Drafting a commercial lease is complicated. There are a number of factors to consider and an array of options with respect to structuring the deal. The old “location location location” adage is very much in play when negotiating these leases. This article discusses a few of those factors, foot traffic and breakpoint.
When a tenant negotiates a lease with a landlord because the location has significant foot traffic, like a mall, then the amount of foot traffic bears significantly upon the negotiation. In high foot traffic areas like Cherry Creek Mall or the 16th Street Mall, tenants want to place responsibilities on the landlord in the event that foot traffic decreases. Operators of such malls are able to woo tenants and charge high rents because of foot traffic volume. Tenants want to keep it that way. When negotiating a lease in such areas, a tenant should demand a clause that targets foot traffic. That is to say, a tenant can demand that the mall have an overall vacancy threshold. If the mall’s vacancy falls below the threshold, the tenant will have remedies. Depending on the circumstances and the negotiation, the tenant can demand the ability to break the lease. Another prophylactic remedy is to tie rent payments to vacancy rates. For instance, a tenant can create a 75% threshold wherein any vacancies below 75% allows the tenant to reduce rent payments by 25%. This is justified because the tenant wants to be in the mall because of the high foot traffic. Similarly, a tenant can negotiate a clause with respect to anchor store vacancies. Anchor stores drive significant foot traffic from which other stores in the mall benefit. If the anchor stores go, then the mall takes a hit. For example, a tenant might be able to break the lease or reduce the rent if two or more of the anchor stores vacate the premises.

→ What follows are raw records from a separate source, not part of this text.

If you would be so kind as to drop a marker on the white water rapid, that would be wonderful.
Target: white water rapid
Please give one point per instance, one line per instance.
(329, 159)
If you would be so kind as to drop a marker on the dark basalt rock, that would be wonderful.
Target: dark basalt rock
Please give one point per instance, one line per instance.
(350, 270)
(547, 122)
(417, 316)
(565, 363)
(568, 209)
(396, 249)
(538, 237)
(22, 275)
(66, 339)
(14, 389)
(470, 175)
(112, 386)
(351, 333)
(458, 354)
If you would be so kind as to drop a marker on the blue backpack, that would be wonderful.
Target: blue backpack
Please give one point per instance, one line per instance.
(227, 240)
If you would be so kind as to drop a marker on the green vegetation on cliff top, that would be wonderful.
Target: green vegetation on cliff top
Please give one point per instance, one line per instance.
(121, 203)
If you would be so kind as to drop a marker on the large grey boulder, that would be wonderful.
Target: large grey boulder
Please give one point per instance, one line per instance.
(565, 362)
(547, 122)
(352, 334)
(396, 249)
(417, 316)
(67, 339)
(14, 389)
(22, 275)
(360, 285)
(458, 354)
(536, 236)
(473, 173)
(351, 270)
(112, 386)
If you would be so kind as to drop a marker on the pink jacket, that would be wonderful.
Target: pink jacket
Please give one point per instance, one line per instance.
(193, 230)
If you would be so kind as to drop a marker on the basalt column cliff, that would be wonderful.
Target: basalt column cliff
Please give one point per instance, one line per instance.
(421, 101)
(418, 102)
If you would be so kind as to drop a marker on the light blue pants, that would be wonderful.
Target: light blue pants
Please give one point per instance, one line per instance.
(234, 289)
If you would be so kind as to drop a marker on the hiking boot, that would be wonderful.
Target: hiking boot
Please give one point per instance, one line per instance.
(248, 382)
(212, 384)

Another negotiating option is tying rent payments to the performance of the tenant’s business. The parties can negotiate a base rental price that is relatively low and then create a formula wherein the tenant pays the landlord a percentage of earnings that are above a certain point. That point is known as the breakpoint. If the tenant’s sales do not reach the breakpoint, then there is no payment above the base rent.
A breakpoint can be either artificial or natural. An artificial breakpoint is when both parties agree on a number to be the breakpoint, whereas a natural breakpoint is based on a formula wherein the breakpoint is calculated based on how the parties agreed to the base rent payments.
When negotiating a breakpoint, a landlord will insist on the ability to audit the tenant’s sales to determine whether the tenant is being honest about its sales above the breakpoint. In such an instance, the tenant should insist on a defined timeframe as to when the landlord is allowed to audit the tenant’s books.